Методы select , keys и mapIds из пакета AnnotationDbi также могут быть
используется для запроса объектов EnsDb на наличие аннотаций белка. Поддерживаемые столбцы и
типы ключей возвращаются методами столбцов и типов ключей .

  ## Показать все столбцы, предоставленные базой данных
столбцы(edb)  

  ## [1] "ЭНТРЕЗИД" "ЭКСОНИД" "ЭКСОНИДКС"
## [4] "EXONSEQEND" "EXONSEQSTART" "GENEBIOTYPE"
## [7] "GENEID" "GENENAME" "GENESEQEND"
## [10] "GENESEQSTART" "INTERPROACCESSION" "ISCIRCULAR"
## [13] "PROTDOMEND" "PROTDOMSTART" "PROTEINDOMAINID"
## [16] "ИСТОЧНИК ПРОТЕИНДОМА" "ПРОТЕИНИД" "ПРОТЕИНПОСЛЕДОВАТЕЛЬНОСТЬ"
## [19] "SEQCOORDSYSTEM" "SEQLENGTH" "SEQNAME"
## [22] "SEQSTRAND" "SYMBOL" "TXBIOTYPE"
## [25] "TXCDSSEQEND" "TXCDSSEQSTART" "TXID"
## [28] "TXNAME" "TXSEQEND" "TXSEQSTART"
## [31] "UNIPROTDB" "UNIPROTID" "UNIPROTMAPPINGTYPE"  

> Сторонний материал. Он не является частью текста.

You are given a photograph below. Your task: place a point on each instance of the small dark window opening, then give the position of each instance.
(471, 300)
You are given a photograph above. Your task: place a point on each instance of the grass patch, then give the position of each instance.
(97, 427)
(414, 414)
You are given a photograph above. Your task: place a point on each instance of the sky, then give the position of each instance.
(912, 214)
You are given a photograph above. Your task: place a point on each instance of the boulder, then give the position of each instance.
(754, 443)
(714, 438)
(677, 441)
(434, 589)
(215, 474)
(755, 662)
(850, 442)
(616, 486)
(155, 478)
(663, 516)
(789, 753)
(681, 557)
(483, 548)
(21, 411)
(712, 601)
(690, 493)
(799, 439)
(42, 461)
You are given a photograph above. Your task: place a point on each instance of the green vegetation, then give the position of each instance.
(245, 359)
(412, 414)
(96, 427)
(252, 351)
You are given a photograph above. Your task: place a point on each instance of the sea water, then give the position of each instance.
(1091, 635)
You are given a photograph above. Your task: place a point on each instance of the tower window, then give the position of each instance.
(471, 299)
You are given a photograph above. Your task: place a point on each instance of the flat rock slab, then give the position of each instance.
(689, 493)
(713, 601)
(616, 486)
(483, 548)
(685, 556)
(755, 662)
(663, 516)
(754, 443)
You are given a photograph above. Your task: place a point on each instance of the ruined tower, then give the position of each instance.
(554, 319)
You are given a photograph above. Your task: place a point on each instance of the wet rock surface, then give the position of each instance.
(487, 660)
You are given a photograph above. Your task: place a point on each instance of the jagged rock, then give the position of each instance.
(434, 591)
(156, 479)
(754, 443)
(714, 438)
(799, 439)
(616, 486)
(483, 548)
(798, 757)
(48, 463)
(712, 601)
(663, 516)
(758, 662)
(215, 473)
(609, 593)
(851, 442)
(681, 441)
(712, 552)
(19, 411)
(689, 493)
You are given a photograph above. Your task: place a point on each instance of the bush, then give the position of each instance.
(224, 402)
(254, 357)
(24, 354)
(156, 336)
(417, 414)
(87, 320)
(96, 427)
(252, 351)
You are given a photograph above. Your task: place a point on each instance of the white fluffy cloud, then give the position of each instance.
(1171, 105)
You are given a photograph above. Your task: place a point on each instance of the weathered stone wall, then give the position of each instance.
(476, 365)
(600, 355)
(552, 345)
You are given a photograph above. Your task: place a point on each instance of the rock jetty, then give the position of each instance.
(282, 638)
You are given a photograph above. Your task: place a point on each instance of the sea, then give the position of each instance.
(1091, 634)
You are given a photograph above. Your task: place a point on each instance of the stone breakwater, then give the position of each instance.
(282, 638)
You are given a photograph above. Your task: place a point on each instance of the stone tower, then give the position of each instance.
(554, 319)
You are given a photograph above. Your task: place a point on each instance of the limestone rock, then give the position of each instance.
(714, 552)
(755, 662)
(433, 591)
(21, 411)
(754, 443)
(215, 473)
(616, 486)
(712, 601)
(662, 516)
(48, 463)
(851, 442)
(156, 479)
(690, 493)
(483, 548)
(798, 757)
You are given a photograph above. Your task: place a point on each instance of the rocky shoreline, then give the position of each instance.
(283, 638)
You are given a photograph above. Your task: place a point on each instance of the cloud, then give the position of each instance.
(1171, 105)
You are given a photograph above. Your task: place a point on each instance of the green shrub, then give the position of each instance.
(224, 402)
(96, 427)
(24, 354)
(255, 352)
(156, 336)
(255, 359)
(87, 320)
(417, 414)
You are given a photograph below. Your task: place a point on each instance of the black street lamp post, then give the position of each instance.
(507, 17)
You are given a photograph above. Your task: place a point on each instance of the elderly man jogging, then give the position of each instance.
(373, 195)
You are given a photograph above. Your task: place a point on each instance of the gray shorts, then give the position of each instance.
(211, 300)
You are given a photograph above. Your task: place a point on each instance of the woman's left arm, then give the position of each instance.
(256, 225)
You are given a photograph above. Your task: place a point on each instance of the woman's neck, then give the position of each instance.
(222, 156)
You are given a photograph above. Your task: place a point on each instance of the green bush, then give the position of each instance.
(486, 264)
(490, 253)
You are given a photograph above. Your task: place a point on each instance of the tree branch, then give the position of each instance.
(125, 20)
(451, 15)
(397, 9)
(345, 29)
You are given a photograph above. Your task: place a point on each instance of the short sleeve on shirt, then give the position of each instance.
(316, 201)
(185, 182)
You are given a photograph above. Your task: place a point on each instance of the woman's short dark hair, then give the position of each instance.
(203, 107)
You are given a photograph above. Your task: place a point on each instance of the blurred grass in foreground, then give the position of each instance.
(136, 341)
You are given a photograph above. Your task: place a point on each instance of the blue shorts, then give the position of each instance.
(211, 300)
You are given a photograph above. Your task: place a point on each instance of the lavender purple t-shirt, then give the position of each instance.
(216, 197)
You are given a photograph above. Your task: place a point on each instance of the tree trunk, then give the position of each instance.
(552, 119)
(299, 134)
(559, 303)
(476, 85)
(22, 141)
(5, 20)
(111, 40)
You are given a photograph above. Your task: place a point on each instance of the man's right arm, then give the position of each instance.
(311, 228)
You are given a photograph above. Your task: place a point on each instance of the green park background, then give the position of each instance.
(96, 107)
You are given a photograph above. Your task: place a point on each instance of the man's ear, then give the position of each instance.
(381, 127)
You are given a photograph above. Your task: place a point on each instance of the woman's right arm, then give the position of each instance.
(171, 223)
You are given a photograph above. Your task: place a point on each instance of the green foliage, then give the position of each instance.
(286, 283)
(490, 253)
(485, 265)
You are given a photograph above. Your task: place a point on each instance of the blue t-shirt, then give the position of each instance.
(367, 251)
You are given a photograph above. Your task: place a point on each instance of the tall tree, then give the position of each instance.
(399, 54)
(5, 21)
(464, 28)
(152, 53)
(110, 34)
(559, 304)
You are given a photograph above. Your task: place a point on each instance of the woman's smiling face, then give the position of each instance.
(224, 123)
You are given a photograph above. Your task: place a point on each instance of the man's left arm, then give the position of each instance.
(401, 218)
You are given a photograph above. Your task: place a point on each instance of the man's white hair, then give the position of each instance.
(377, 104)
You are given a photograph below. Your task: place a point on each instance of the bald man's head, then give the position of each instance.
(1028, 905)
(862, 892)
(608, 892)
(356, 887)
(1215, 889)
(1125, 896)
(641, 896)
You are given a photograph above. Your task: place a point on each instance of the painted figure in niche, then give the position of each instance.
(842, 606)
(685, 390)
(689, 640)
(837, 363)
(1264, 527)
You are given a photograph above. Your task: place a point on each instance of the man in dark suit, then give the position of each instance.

  ## Показать все поддерживаемые типы ключей/фильтры
типы ключей (edb)  

  ## [1] "ЭНТРЕЗИД" "ЭКСОНИД" "ГЕНЕБИОТИП"
## [4] «ГЕНЕИД» «ГЕНЕНИМЯ» «ПРОТДОМИД»
## [7] "PROTEINDOMAINID" "PROTEINDOMAINSOURCE" "PROTEINID"
## [10] "SEQNAME" "SEQSTRAND" "SYMBOL"
## [13] "TXBIOTYPE" "TXID" "TXNAME"
## [16] "УНИПРОТИД"  

Ниже мы получаем все идентификаторы Uniprot, аннотированные к гену ZBTB16 .

  выберите (edb, keys = "ZBTB16", keytype = "GENENAME",
       столбцы = "UNIPROTID")  

  ## GENENAME UNIPROTID
## 1 ZBTB16 Q05516
## 2 ZBTB16 A0A024R3C6
## 3 ZBTB16 
## 4 ZBTB16 F5H6C3
## 5 ZBTB16 F5H5Y7
## 6 ZBTB16 H0YGW2  

Это возвращает нам все идентификаторы Uniprot всех белков, закодированных геном.
стенограммы. Одна из расшифровок из ZBTB16, имея CDS и будучи
аннотирован к белку, не имеет присвоенного идентификатора Uniprot (таким образом, NA является
возвращается вышеуказанным вызовом).Как мы видим ниже, эта расшифровка предназначена для
бессмысленно опосредованный распад мРНК.

  ## Вызовите select, на этот раз предоставив GeneNameFilter.
select(edb, keys = GeneNameFilter("ZBTB16"),
       столбцы = c("TXBIOTYPE", "UNIPROTID", "PROTEINID"))  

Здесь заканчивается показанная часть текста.